Sauce - Because the pizza is so rustic, you don’t really want a whole lot of sauce. You can finally use up that last 1/4 jar of Ragu that’s been in your fridge for a couple weeks. Or you could even just use a can of tomato paste, which will run you about 89 cents and can sometimes be tastier than getting fresh tomatoes because they’re canned when they’re the most ripe. Instead of those things you bought at Trader Joes that are just getting limp in your fridge right now.
Cheese – Officially* pizza napoletana uses buffalo mozzarella, which during my research for this article I learned actually comes from water buffalo in a specific region of Italy, but since we’re broke we can’t always be importing fancy buffalo cheese. You could get a hunk of more locally-sourced mozzarella if you can find it on the cheap, but my favorite cheap trick is to use strips of string cheese that I bought in bulk at Costco. The key is that you want to chunky, not grated, for that rustic look.
Other crap – Again, officially this type of pizza is just dough, some tomatoes, and hunks of cheese. Some other things that make it look fancy are: entire sprigs of rosemary (which will also make your kitchen smell nice), big basil leaves (don’t bother slicing them up or anything, just oil ‘em up a bit), slices of salami or any other ham product you have on hand. You might also try mushrooms, olives, artichokes, broccoli, or whatever else is green in your fridge and looks like you need to eat it soon.

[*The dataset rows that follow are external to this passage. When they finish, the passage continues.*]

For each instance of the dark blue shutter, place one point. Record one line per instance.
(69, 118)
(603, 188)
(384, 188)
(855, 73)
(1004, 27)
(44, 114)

I’m not going to lecture you on what order the ingredients go in, except that you should probably put the crust on the bottom. Bake it on a cookie sheet, or don’t. How crusty your pizza turns out is your deal, but always, always, wait for the cheese to turn a crisp, golden brown. I learned that from a famous chef named Totino.
*As it turns out, there’s an official board in Europe that certifies certain food items as “authentic”. Kind of like how you can’t call it “Champagne” unless it’s from the champagne region of France. They have an entire ATF-type operation for this stuff. This recipe will most certainly not qualify as authentically Napoletana, but it is 100% certified Broke-Ass.